Tuesday, August 12, 2014

End-of-the-Cycle Mispricing

Frederick J. Sheehan is the author of Panderer to Power: The Untold Story of How Alan Greenspan Enriched Wall Street and Left a Legacy of Recession (McGraw-Hill, 2009), which was translated and republished in Chinese (2014). He is researching a book about Ben Bernanke. He writes a blog at www.AuContrarian.com.

The attachment is to a paper Joe Calandro and I wrote for the November 2013 Gloom, Doom & Boom Report.  "CatastropheInsured: Cat Bonds," discusses the money-making potential of a specific cat(astrophe) bond strategy. Such an investment appeals to a small audience but the characteristics apply broadly.

            "What is the price?" should be fundamental to investment decisions. We know that is often not the case. A fund manager who invests in small-cap stocks must buy small-cap stocks. Managers are usually permitted the alternative of holding money in cash, but are wary of doing so. Relative performance is the manager's calling.

            The qualification (above) of a "specific" cat bond strategy is in response to the question: "What is the price?" The answer, at times: "Not what it is should be." Catastrophe insurance is being mispriced, which is not a surprise in the current environment when anything goes. In "soft" markets, insurers cover catastrophe-exposed insurance polices at too low a price. In the cat bond area, there is too little on-the-ground understanding of the insurers' property and financial exposures when a catastrophe hits. Even more so, since catastrophes can come in pairs (e.g., hurricanes and financial panics).
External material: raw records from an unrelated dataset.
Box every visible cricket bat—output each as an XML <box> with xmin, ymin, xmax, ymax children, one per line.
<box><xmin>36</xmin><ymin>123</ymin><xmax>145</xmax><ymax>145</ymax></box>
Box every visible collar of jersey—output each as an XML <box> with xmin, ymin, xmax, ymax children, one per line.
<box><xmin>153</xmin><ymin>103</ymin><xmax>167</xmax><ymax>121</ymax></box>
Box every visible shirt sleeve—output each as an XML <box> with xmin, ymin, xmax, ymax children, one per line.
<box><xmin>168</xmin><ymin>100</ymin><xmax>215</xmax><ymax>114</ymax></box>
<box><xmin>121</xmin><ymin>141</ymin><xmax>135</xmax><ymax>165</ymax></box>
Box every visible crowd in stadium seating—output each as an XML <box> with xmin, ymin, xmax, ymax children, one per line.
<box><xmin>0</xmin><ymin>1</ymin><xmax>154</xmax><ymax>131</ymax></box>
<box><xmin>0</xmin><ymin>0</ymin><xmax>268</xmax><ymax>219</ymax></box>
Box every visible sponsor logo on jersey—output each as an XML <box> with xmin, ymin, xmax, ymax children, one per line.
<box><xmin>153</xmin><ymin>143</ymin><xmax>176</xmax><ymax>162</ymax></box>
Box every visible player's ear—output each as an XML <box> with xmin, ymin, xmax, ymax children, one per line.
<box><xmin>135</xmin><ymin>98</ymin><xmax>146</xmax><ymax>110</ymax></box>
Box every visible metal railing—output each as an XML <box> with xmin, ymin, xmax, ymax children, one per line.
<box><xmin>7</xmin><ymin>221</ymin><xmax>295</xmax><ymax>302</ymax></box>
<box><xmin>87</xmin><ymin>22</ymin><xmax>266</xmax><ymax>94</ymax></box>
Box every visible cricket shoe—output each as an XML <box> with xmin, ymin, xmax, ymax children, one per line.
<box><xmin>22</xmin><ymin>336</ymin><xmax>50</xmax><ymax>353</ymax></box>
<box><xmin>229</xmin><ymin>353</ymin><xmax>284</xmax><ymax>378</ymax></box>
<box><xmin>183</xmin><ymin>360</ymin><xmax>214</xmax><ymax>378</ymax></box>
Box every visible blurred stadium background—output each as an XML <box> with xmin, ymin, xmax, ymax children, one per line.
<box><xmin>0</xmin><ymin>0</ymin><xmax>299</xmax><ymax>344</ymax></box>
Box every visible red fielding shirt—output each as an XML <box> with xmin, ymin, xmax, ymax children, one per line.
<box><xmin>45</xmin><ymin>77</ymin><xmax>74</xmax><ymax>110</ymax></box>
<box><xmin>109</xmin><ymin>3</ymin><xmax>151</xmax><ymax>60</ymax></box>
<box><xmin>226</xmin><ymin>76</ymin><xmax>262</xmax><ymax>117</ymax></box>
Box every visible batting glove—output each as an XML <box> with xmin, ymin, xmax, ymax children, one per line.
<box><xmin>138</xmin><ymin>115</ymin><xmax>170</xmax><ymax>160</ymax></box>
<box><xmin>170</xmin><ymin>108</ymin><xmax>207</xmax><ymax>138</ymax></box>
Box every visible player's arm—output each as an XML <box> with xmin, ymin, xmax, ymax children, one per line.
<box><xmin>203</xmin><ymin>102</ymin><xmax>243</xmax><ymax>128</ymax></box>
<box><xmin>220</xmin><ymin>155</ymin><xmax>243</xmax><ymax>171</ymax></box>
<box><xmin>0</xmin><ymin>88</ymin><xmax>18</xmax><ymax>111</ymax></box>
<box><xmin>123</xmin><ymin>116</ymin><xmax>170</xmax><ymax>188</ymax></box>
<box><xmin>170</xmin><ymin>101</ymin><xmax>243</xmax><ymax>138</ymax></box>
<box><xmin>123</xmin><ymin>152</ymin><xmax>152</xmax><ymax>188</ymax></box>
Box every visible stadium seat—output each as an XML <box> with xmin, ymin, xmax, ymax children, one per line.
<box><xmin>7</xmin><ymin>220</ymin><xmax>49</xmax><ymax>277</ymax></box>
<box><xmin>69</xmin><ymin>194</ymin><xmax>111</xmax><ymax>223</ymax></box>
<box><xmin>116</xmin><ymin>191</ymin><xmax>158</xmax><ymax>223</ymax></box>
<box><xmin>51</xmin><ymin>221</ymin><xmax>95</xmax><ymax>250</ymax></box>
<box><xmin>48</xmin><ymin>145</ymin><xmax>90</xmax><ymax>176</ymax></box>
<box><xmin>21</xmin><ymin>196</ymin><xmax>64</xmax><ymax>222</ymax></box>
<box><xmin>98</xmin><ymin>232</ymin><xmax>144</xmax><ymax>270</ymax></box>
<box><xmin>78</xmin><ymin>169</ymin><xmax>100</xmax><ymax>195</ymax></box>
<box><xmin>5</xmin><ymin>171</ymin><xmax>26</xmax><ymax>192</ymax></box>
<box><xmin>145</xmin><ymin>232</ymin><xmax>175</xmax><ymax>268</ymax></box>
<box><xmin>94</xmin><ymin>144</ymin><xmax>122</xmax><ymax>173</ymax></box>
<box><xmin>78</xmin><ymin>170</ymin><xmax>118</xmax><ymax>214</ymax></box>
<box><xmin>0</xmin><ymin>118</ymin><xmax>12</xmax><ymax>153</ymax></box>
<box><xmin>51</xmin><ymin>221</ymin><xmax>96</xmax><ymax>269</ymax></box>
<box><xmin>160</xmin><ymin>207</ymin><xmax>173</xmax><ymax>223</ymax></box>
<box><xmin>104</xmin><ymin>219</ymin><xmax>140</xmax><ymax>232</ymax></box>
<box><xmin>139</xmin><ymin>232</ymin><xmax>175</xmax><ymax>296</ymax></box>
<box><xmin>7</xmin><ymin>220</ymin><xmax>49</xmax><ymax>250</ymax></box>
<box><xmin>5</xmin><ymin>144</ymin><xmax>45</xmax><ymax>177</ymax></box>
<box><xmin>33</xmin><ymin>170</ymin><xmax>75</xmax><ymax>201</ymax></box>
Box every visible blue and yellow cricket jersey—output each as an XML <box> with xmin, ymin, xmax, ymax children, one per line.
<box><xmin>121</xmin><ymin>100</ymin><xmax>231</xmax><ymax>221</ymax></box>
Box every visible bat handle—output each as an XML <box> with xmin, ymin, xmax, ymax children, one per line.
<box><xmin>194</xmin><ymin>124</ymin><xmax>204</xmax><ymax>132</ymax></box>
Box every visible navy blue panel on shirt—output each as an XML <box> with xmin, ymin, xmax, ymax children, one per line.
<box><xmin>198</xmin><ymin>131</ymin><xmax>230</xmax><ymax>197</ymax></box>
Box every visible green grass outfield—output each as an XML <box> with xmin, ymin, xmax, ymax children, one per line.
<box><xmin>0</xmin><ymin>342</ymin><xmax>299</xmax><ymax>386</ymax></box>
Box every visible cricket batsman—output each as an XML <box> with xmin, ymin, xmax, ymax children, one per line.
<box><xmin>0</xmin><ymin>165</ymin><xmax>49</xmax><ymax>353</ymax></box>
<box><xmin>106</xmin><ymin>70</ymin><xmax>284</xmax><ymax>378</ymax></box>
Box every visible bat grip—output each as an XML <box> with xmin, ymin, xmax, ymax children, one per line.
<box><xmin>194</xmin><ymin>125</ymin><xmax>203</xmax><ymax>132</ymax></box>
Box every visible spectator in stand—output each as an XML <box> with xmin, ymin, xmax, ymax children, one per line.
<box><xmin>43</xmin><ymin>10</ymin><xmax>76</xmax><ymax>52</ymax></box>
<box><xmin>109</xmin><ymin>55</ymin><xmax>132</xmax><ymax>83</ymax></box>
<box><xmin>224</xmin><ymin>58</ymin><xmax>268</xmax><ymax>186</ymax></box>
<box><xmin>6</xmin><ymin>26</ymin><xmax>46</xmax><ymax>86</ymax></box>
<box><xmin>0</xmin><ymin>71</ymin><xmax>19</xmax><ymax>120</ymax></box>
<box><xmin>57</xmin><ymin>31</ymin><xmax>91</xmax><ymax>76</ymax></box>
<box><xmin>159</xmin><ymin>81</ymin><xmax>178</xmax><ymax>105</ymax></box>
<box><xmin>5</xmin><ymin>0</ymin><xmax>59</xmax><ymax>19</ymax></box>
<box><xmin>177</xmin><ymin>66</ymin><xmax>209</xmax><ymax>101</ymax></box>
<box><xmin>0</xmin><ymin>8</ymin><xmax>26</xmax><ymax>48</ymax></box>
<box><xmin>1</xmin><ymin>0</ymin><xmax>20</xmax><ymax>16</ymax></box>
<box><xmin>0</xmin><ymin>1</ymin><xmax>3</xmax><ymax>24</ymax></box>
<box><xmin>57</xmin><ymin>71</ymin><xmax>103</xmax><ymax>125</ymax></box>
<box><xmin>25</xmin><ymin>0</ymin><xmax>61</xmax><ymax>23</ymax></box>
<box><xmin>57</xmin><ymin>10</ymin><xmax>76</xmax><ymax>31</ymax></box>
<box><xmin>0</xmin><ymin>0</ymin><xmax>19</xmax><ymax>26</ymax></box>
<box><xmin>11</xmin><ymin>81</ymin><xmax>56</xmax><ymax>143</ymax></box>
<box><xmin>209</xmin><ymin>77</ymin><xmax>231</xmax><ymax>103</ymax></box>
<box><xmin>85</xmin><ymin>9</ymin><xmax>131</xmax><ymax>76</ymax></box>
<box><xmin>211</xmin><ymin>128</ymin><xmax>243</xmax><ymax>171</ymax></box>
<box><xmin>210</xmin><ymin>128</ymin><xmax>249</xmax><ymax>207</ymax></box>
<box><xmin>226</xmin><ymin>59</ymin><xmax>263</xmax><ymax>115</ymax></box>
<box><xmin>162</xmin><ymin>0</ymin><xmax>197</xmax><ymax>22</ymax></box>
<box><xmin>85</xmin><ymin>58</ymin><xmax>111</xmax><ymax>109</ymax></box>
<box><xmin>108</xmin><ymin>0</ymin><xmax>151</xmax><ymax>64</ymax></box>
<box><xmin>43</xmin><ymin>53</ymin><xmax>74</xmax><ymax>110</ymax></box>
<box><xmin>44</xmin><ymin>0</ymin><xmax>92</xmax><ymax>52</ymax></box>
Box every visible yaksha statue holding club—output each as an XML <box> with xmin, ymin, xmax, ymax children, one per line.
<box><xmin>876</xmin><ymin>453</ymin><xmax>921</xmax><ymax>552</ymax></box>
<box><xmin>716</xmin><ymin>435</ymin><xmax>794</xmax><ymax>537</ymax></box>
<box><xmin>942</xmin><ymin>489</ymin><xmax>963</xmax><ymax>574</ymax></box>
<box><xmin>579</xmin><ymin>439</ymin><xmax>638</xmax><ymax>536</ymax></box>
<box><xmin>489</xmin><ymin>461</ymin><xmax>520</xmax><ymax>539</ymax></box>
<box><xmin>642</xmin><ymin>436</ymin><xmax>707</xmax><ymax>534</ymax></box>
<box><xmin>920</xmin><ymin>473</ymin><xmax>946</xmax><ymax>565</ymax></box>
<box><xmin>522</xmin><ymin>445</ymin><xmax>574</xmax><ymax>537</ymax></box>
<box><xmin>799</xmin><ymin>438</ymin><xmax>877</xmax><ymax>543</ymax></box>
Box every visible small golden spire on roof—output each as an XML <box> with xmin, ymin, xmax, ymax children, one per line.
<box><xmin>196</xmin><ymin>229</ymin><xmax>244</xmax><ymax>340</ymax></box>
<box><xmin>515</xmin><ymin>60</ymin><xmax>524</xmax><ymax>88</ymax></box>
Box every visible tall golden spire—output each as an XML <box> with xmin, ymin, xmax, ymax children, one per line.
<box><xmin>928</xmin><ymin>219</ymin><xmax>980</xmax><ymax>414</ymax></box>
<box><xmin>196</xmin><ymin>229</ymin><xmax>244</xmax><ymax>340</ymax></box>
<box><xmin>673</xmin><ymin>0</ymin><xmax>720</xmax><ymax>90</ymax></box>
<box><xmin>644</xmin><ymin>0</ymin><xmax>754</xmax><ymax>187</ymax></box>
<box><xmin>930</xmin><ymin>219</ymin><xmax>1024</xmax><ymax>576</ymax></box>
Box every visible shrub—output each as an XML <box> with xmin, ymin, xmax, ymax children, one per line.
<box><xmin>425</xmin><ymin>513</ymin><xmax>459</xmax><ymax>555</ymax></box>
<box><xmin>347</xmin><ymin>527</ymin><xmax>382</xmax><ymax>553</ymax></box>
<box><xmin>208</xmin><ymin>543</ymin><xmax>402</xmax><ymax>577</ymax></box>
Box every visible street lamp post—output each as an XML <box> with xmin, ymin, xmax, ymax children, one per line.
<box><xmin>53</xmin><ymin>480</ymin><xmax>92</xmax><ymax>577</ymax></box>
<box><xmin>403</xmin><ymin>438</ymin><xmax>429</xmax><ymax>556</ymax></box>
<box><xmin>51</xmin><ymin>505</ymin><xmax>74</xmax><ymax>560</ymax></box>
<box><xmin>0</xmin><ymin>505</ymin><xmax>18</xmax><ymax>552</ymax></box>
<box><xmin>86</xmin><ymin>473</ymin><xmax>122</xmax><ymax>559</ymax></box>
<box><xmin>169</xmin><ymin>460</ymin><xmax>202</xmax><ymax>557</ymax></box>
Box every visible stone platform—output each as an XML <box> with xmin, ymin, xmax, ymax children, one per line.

            After selling property insurance to businesses or homeowners (for instance), insurers (or, their investment bankers) bundle the policies into cat bonds as a form of reinsurance. This is meant to be similar to the process of securitizing mortgages or auto loans. Cat bonds have been sold for quite awhile, but it is only in the past couple of years that volume has skyrocketed. We know what happened when mortgage-backed securities boomed up until 2007. In general, investment mangers did not study the quality of the mortgages or the composition of the securities. Those who did crunch the numbers either stayed away or employed strategies to short the securities.

            In defense of the investment managers who did not understand the mortgage securities, to do so required a tremendous amount of work and hiring specialists. For the most part, investors relied on the resourceful credit agencies that stamped sub-prime securities as AAA. So too, with cat bonds, where there is no substitute for exposure identification, cycle management, and contract documentation.

            We are seeing a replay of 2007 across the investment spectrum. It is not a surprise that a burgeoning class of securitized liabilities has been bought by mutual funds and hedge funds. They zip cat bonds through their bond models and buy.

            It will be interesting to see how this turns out.*

*In the spirit, if not the orbit, of Arthur Balfour, who, when signing the so-called Balfour Declaration of 1917, promising a homeland in Palestine for the Jews, commented: "I have no idea what the result will be, but I am certain that it will lead to a very interesting situation."